On the Republican side, the presidential candidates have a similar opportunity to side with a growing number of conservatives in pushing for the return of bankruptcy protections to all student loans. This will demonstrate to middle income voters that true, free-market principles can, indeed, work for the working class, and that they are willing to fight for these principles regardless of class concerns.
While no one wants to file for bankruptcy protections on student loans (or any other type of loan for that matter), their removal from student loans has clearly caused a systemically predatory lending system the likes of which this country has never seen, and has also enabled the intolerable tuition inflation already mentioned. I’ve described this predatory “scam” previously on these pages, so I won’t say more here, but suffice it to say that when the lenders, guarantors, and even the Department of Education are making, not losing money on defaults, as is the case here, their fiscal motivations go against the borrowers, not with them, and this completely wrecks the system with all manner of failures.

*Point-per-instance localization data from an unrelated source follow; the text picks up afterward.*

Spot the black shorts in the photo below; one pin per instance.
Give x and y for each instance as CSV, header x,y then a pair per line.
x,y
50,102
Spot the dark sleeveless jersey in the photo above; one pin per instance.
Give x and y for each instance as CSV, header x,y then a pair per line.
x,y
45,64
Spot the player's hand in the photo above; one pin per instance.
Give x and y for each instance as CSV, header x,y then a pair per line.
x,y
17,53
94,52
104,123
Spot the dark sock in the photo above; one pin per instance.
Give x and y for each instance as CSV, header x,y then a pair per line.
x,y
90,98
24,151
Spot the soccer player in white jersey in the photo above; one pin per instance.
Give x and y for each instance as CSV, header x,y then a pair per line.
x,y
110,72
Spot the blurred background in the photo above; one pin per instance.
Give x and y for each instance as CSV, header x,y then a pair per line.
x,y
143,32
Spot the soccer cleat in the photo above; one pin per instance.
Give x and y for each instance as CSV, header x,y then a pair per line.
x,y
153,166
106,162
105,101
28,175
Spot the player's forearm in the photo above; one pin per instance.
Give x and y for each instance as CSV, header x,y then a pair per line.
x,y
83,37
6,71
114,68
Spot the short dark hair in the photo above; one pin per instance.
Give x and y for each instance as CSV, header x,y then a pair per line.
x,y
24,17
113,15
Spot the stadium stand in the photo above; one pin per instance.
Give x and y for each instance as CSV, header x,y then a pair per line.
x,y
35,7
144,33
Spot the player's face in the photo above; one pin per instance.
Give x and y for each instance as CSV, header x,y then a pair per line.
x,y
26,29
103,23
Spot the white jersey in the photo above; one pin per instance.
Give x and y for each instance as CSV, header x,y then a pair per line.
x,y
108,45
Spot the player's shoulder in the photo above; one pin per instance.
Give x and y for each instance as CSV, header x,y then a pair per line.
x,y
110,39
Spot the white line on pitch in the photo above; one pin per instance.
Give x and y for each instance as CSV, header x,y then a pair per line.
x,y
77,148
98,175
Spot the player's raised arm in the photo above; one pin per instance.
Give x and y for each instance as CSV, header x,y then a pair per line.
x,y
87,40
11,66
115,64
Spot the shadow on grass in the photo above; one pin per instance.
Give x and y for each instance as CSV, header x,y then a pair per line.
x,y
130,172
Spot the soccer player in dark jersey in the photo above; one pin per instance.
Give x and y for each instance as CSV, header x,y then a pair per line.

This is what removing bankruptcy protections has led to, and what must be corrected if there is to be any hope for the viability of the student loan system going forward.
With bankruptcy protections returned to all student loans, the Department of Education will be forced to have skin in the game for the borrowers, not against them, a condition that Adam Smith or any other free market economist would agree is necessary for a healthy, capitalist lending system. This would both light a fire under the Department of Education to use its massive leverage over the colleges to provide high quality educations at the lowest possible costs, and also cause the Department to crack down on the servicers, lenders, and guarantors who currently have no financial incentive to provide quality loan administration (in fact, many lenders have been caught defaulting loans without even attempting to collect on the debt!).
In my opinion, the Republicans are looking up a steep hill on this election, and can’t rely on social issues or increasingly questionable trickle down theories to carry the middle income vote. I’d say that showing the people that the invisible hand can, and should work for middle class citizens is absolutely necessary if the Republicans are to have any chance this November, and I can’t see any action that would better demonstrate this point.
The President should see the value of cleaning house, and act immediately by way of simply doing his job. The voters will be far more impressed with an accomplishment like this than a vague campaign promise for the future. Similarly, Republican candidates- even those calling for an end to federal student loans- should be compelled, here, as a matter of campaign strategy, and more generally, as champions of conservative capitalism.
And if both sides do what is clearly needed from them on this issue, the citizens will absolutely benefit, regardless of the outcome of the election in November. Seeing the two parties complement each other, if only on this one issue, would be a much needed change from the gridlock, partisan drama, and legislative inaction that the public can no longer tolerate.